Bob McNamara - SVP, CFO
Well, it's actually prior to the quarter.
Larry Haimovitch - Analyst
And are you continuing to buy the stock now? Because you do have authorization to.
Bob McNamara - SVP, CFO
Well, technically, we're in a closed period, and so--.
Larry Haimovitch - Analyst
--Oh, okay--.
Bob McNamara - SVP, CFO
--During a closed period, which begins generally two weeks before--.
Larry Haimovitch - Analyst
--Okay, got you--.
Bob McNamara - SVP, CFO
--The quarter ends, or if there's even material inside information--.
Larry Haimovitch - Analyst
--Yes, yes--.
Bob McNamara - SVP, CFO
--We can't actually buy it on the open market, so we have to wait until--.
Larry Haimovitch - Analyst
--Right--.
Bob McNamara - SVP, CFO
--An open period which is, in this case, 48 hours after (inaudible).
Larry Haimovitch - Analyst
Bob, what's the long-term investment in the balance sheet this quarter that appeared for the first time, $21 million?
Bob McNamara - SVP, CFO
Oh. So, okay, yes. So, that is a cash investment. It's auction rate securities. So, we've got about $21.4 million in auction rate securities. These are student loans backed. They're all AAA-rated. And so, we have them in the long-term portion. We could hold them to maturity. It doesn't really affect our liquidity.
And we did, however, take a temporary impairment charge of $1.1 million to record the investments at their current value, so we're going to keep them there basically until there's resolution on the entire auction rate securities situation. But, we don't have a short-term need for that cash given our strong financial balance sheet.
Operator
That concludes the question and answer session today. At this time, Dr. Euan Thompson, I will turn the conference back over to you for any additional or closing remarks.
Euan Thompson - President, CEO
Thank you.
So, in conclusion, there are several key points to take note from our call today. Firstly, despite certain short-term regulatory and economic challenges to one segment of our U.S. market, our sales pipeline remains strong and sales performance in Q3 was solid.
Secondly, the CyberKnife remains the only dedicated full-body radiosurgery device available. Claims by other radiation technology manufacturers that part-time systems can have an impact on the fast-growing radiosurgery market are not supported by independent marketing data or by our own experiences in the sales environment.
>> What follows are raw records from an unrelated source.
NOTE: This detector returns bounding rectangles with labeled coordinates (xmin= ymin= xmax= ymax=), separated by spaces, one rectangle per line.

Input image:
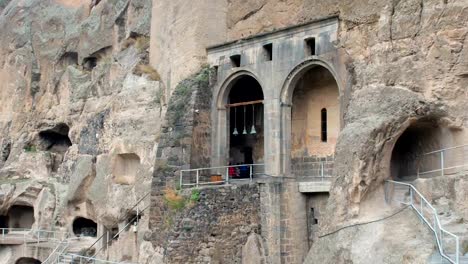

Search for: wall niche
xmin=112 ymin=153 xmax=140 ymax=185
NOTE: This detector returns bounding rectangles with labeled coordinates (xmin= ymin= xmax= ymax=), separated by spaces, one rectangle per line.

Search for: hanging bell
xmin=250 ymin=125 xmax=257 ymax=135
xmin=232 ymin=108 xmax=239 ymax=136
xmin=250 ymin=105 xmax=257 ymax=135
xmin=242 ymin=105 xmax=247 ymax=135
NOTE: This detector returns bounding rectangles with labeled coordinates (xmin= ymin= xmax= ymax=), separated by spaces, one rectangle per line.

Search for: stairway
xmin=428 ymin=252 xmax=468 ymax=264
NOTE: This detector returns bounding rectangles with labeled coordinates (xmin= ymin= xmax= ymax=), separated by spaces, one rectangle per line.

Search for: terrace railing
xmin=291 ymin=156 xmax=335 ymax=181
xmin=416 ymin=144 xmax=468 ymax=178
xmin=385 ymin=180 xmax=460 ymax=264
xmin=179 ymin=163 xmax=265 ymax=188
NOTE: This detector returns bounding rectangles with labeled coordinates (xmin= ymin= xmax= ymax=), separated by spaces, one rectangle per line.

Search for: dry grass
xmin=120 ymin=38 xmax=136 ymax=50
xmin=135 ymin=36 xmax=150 ymax=52
xmin=133 ymin=64 xmax=161 ymax=81
xmin=164 ymin=188 xmax=185 ymax=210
And finally, clinical data continues to be acquired and published, supporting the use and efficacy of the CyberKnife in treating tumors any where on the body. We expect to see sustained increases in the number of patients treated and expansion of use of the CyberKnife to treat new conditions as clinical studies progress and experience continues to grow.
Thank you to everybody for your time today. We look forward to talking to you next time.
Operator
Thank you for your participation. This concludes today's conference. You may now disconnect.